The Mystery of the Denali Gap
In the northern foothills of the Alaska Range, two tiny ponds are making researchers wonder why Mt. McKinley is not a volcano.
The ponds, filled with dark water and ringed with willows, are craters, pocks left behind from volcanic explosions that happened about 3,000 years ago. Located near Buzzard Creek north of Healy, the craters are among thousands in Alaska. Called maars, the craters are smallish volcanoes that form when molten rock reaches up from within the ground and detonates as it reaches the water table. The craters near Buzzard Creek are made up of the same stuff as the Aleutian Arc. In 1912, Katmai, one of the volcanoes in the arc, hosted the largest eruption on the planet this century.
Based on the chemical signature of rocks found near the Buzzard Creek craters, Mt. McKinley and the rest of the western Alaska Range should be volcanoes, said Chris Nye with the Alaska Volcano Observatory. But Mt. McKinley and its neighbors are not volcanoes, and that raises questions about both the Buzzard Creek craters and the Aleutian Arc.
Extending east from Russia’s Kamchatka Peninsula, the Aleutian Arc curves in a crescent that would extend from San Francisco to St. Louis if superimposed on the U.S. Most of the arc is visible as the Aleutian Islands, which are pimpled with about 100 volcanoes. The northernmost volcano in the arc, Mt. Spurr, is located across Cook Inlet from Anchorage. Volcanic activity seems to end there, but if the curve of the Aleutian Arc were to extend north, it would meet the Alaska Range. The Alaska Range features no volcanoes until the craters at Buzzard Creek. Nye calls the non-volcanic area between Mt. Spurr and Buzzard Creek “the Denali Gap.”
The area of the Denali Gap—a 200-mile stretch filled with big mountains—has all the ingredients for volcanic activity, but no volcanoes. One element necessary for volcanoes is subduction, a process in which one of Earth’s plates—a giant hunk of crust—dives below another. Beneath the Denali Gap and much of Alaska, the Pacific plate grinds underneath the North American plate. As the Pacific plate descends, it gives off water and other fluids that mix with dense rock to form molten rock; that molten rock sometimes rises to form a volcano. Most of the Aleutian volcanoes are located about 60 miles above where the Pacific plate meets the North American plate. The Buzzard Creek craters and the mountains of the Alaska Range are located about 60 miles above the interface of the giant plates. Why do volcanoes exist in the Aleutians but not the Alaska Range?
Nye said a large number of earthquakes recorded in the Alaska Range indicate that subduction is still happening beneath the mountains, but something has stopped the formation of volcanoes between Mt. Spurr and Buzzard Creek. What?

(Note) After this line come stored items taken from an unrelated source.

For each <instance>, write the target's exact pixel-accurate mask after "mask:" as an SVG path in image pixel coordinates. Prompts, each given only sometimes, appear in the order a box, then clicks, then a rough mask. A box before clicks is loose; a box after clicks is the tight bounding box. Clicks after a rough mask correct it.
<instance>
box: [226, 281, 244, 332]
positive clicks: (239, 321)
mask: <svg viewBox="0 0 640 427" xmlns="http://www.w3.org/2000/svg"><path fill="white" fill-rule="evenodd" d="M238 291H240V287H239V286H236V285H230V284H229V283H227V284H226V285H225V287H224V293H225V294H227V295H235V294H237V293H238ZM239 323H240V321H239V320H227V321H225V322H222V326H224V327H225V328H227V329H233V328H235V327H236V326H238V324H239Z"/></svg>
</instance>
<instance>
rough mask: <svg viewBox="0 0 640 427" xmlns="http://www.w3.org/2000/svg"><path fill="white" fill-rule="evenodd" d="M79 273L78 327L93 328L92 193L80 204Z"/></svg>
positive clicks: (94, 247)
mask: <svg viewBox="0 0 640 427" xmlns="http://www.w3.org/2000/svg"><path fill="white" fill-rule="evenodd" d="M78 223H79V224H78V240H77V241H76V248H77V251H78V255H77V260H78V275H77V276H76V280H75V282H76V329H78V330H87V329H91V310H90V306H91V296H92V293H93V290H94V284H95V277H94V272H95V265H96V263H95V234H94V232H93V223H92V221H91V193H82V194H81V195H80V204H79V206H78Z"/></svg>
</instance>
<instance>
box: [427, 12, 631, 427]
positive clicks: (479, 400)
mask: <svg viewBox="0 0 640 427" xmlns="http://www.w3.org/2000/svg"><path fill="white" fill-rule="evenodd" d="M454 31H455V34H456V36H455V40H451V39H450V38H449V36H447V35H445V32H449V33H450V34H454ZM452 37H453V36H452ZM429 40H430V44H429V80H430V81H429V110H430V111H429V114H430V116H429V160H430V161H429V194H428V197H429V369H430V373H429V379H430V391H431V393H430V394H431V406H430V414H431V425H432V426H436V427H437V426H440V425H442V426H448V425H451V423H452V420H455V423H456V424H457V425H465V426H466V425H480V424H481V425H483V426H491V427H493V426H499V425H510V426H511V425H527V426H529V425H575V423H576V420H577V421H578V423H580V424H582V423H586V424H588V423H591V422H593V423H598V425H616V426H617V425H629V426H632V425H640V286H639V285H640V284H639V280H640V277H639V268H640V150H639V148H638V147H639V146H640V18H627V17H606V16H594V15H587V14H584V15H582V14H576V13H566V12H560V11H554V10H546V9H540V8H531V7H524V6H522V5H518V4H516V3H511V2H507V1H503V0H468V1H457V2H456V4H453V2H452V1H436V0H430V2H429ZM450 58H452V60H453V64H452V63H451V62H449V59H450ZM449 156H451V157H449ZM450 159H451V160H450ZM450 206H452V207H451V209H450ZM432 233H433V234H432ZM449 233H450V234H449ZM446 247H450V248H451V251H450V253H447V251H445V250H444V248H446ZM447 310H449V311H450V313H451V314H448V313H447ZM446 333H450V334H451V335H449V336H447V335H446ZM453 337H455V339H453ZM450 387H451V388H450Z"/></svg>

One theory is that a block of crust under southern Alaska is being plastered to the North American plate so firmly that molten rock can’t make its way to the surface in the western Alaska Range. Nye said scientists also once believed that the Pacific Plate dried up on its journey beneath the North American plate before reaching Mt. McKinley. But volcanologists have found evidence of the very same wet stuff that produces volcanic activity in the Aleutian Arc near the craters at Buzzard Creek. As they find more clues from places like the Buzzard Creek ponds, volcanologists and seismologists hope to find out why Mt. McKinley and other Alaska Range mountains aren’t spouting ash and belching sulfur.